В сентябре я вернулась в Москву: «Год у нас будет трудный», - писала мне Яна в августе в Хвалынск, советуя хорошенько отдохнуть, чтобы успешно закончить университет. Третий год мы с Яной жили в одном блоке общежития в высотном здании МГУ.
27 сентября, когда я гладила на кухне и размышляла о стоявших передо мной первоочередных задачах, мои размышления прервал молодой человек, вошедший в кухню. Он попросил меня погладить ему брюки. Я выполнила его просьбу, а вечером он явился ко мне в комнату. От него исходило неведомое мне дотоле не мальчишеское, мужское обаяние. Через несколько лет он уточнит: его влекло тогда ко мне чисто мужское желание, так как он «увидел» во мне опытную в сексуальном отношении женщину». Через несколько лет…
Сколько помню, а отчетливо помню я себя с пятилетнего возраста, до 27 сентября 1958 года, когда на моем жизненном пути появился К.Б., около меня всегда оказывались люди, наделенные удивительными душевными качествами. Наверное, что-то было в моей человеческой сущности, что привлекало (привлекает и поныне) их внимание ко мне и побуждало их принимать живое и деятельное участие в моей судьбе. Они формировали мою душу, мой ум и веру. Их образы продолжают жить в моей памяти и сейчас. Б. мне показался из этой породы людей. Мое предположение окрепло, когда он поведал мне о своем детдомовском прошлом.
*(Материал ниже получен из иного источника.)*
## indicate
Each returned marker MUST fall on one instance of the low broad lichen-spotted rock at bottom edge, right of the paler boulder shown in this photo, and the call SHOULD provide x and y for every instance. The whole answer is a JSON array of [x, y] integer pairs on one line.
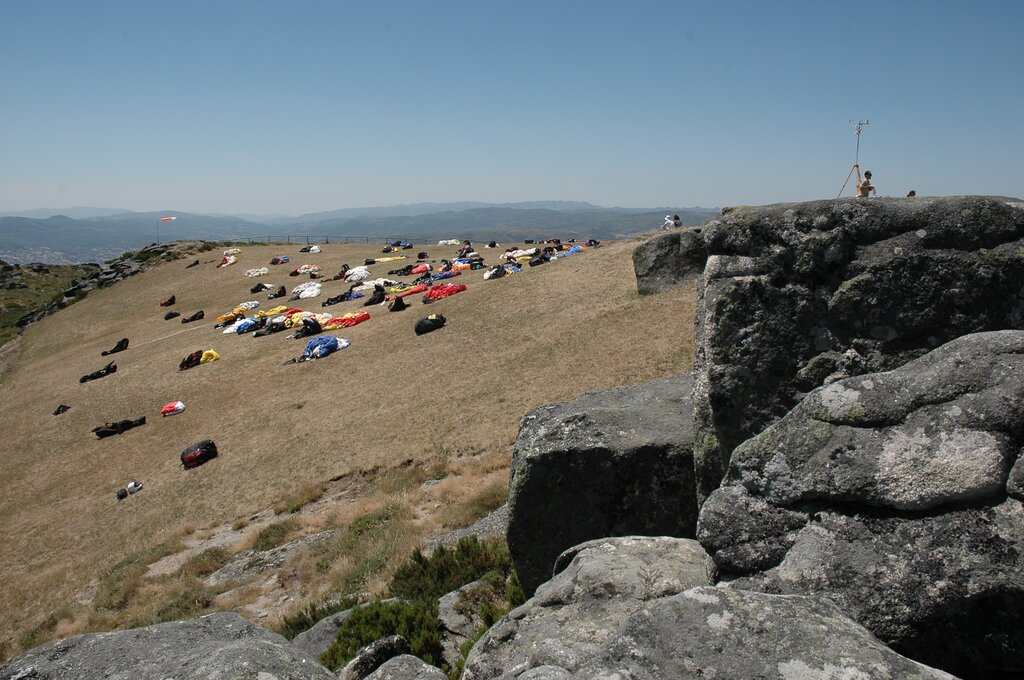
[[726, 633]]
В моей памяти детдомовщина ассоциировалась с самоотверженной солидарностью и взаимопомощью. В повествовании Б. о его пребывании в одном из уральских детских домов превалировали картины беспредельной жестокости и солидарности мальчишек главным образом в уголовщине. Еще страшнее оказались его рассказы о том, как он бежал из детского дома, как в 1941 году оказался на оккупированной территории Украины, встретив конец ВОВ в Румынии. Слушая его, я невольно перенесла на него все те личностные качества, которыми восхищалась и за которые любила моих детдомовских братьев в Мары и в Рудне. Так ошибочные представления о желаниях и стремлениях друг друга (его обо мне как об опытной в сексуальном плане женщине и мое доверчивое восприятие его рассказов о «страданиях» военного детства и юности) соединили нас в ту первую ночь 27 сентября 1958 года. Признаюсь, меня в этот омут бросила еще и сдерживаемая до того дня страсть и подкупила артистичность моего неожиданного партнера.
Много лет спустя, когда я напомнила ему эту его повесть о себе, он заявил, что не говорил этого, что это - мои выдумки. Может быть, все рассказанное им мне в ту первую ночь было его легендой о себе? Но тогда и надолго я поверила в эту легенду, пожалела ее автора, проявив откровенную готовность к состраданию и участию в его дальнейшей судьбе. Я не стала скрывать от него историю моих взаимоотношений со Славой. Но этот изголодавшийся самец, каким проявил себя Б. в первую и в последующие ночи и дни, не услышал того, что я хотела донести до его сознания. Я не знаю, кем была привита мне острая наблюдательность. Именно она определяла мой ориентир на ту среду общения, которая обогащала содержанием опыт моего детдомовского детства и отрочества. Острая наблюдательность вела меня по жизни и в последующие годы. Поэтому очень быстро я заметила, что во время позывов основного инстинкта у моего партнера отключались все прочие чувства, а способность слышать собеседника даже в спокойном состоянии он не проявил с самого начала наших отношений. Помню, как во время нашей поездки к Чайковскому в Клин и нашей прогулки в тамошнем лесу, я все время боялась, что он уложит меня на ковер опавших осенних листьев. Такое «слияние» и в таком месте (Клин!) мне было противно. К счастью, этого не случилось.
Он стал часто приходить ко мне, постепенно успокаивался, становился ровнее, нежнее, внимательнее. По его словам того времени, какая-то сила настойчиво влекла его ко мне. Может быть то, что привлекало ко мне всех, о ком я рассказала в предыдущих разделах моих воспоминаний? Очень скоро я поняла, что его привлекала ко мне моя безотказность, рожденная доверием и состраданием к этому человеку. Я тоже ждала этих встреч. Казалось, я была счастлива. Это было заметно по выражению моего лица, по манере держать себя. Мужчины, вероятно, это чувствуют. Как-то я стояла в очереди за свежими газетами. Стоявший за мной мужчина спросил: «Вы, наверно, счастливы?» Да, тогда я казалась себе счастливой. Или это были отблески моей удовлетворенной плоти?